Three weeks before she was set to compete in the Shure Montreux Jazz Voice Competition in Switzerland, Arta Jekabsone, Jazz ’17, injured her voice so badly her doctor advised her not to perform. Armed with a stubborn attitude, and encouraging words from her professors, Jekabsone traveled to the festival anyway. She won first place.
If the experience taught her anything, it’s that “you don’t always need a beautifully sung melody or perfect pitch” to connect with listeners.
“The process of creativity inspired me to enter the competition,” said Jekabsone. “I had taken classes with La Tanya Hall, who opened my eyes to the fact that sometimes, the story you tell is the key to reaching the hearts of the audience.”
Jekabsone’s winning performance featured a song delivered in her mother tongue of Latvian, underscoring the international flavor of the highly competitive festival. Her application to the festival included two songs that were recorded with the help of New School musicians.

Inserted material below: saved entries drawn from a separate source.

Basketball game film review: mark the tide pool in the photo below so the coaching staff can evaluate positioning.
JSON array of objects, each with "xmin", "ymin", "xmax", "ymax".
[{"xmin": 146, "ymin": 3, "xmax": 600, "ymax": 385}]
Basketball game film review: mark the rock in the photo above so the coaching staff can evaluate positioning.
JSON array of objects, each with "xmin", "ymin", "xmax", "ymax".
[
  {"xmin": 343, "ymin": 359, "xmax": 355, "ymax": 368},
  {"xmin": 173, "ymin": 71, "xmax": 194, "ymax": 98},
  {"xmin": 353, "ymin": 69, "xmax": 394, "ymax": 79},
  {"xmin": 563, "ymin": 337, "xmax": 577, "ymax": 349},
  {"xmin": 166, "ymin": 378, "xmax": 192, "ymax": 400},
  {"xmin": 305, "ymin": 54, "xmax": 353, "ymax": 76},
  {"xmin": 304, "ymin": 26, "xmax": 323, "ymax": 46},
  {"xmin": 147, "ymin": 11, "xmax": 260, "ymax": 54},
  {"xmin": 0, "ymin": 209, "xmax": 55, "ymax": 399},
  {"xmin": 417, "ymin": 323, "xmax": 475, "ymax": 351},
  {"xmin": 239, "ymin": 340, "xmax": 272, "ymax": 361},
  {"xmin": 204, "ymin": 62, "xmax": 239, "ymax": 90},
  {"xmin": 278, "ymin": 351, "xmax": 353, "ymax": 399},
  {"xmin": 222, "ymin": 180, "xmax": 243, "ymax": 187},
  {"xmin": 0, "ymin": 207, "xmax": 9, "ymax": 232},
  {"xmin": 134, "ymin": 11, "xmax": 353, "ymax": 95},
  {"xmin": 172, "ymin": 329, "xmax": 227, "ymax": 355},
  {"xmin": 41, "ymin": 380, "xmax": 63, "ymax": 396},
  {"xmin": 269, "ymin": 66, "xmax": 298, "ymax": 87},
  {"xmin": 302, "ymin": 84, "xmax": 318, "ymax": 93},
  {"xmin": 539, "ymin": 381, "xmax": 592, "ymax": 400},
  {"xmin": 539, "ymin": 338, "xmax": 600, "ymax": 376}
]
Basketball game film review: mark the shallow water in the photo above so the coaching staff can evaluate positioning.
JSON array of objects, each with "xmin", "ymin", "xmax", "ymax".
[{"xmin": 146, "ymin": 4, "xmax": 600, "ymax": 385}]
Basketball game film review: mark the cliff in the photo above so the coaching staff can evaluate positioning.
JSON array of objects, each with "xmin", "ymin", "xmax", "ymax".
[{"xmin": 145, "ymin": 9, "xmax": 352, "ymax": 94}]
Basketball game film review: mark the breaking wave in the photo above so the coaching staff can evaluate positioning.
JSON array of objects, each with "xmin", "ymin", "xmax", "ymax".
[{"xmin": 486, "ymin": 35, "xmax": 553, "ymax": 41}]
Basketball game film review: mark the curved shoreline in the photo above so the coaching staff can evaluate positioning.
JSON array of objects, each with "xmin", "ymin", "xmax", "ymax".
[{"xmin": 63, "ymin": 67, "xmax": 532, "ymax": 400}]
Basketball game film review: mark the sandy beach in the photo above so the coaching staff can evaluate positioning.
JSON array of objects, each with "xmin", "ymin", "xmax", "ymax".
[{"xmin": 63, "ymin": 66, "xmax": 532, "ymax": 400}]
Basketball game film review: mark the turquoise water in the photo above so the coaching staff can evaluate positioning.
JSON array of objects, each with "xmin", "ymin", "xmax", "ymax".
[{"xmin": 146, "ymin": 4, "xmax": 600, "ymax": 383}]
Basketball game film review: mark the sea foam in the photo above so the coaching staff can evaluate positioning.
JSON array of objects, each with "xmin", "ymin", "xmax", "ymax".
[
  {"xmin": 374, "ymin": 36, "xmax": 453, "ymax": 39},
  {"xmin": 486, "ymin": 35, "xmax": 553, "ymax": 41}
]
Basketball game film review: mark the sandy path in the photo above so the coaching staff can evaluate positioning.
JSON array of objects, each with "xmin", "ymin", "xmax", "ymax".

Jekabsone, who recently returned to Montreux for a week of workshops and performances, is starting her career with an acclaimed honor on her resume.
“I truly enjoyed the whole process, because for me it’s all about playing,” said Jekabsone. “The music scene has changed so much, as musicians have to be versatile, able to perform, teach, compose, and conduct business. I would love to see myself as a performing artist and composer in the future.”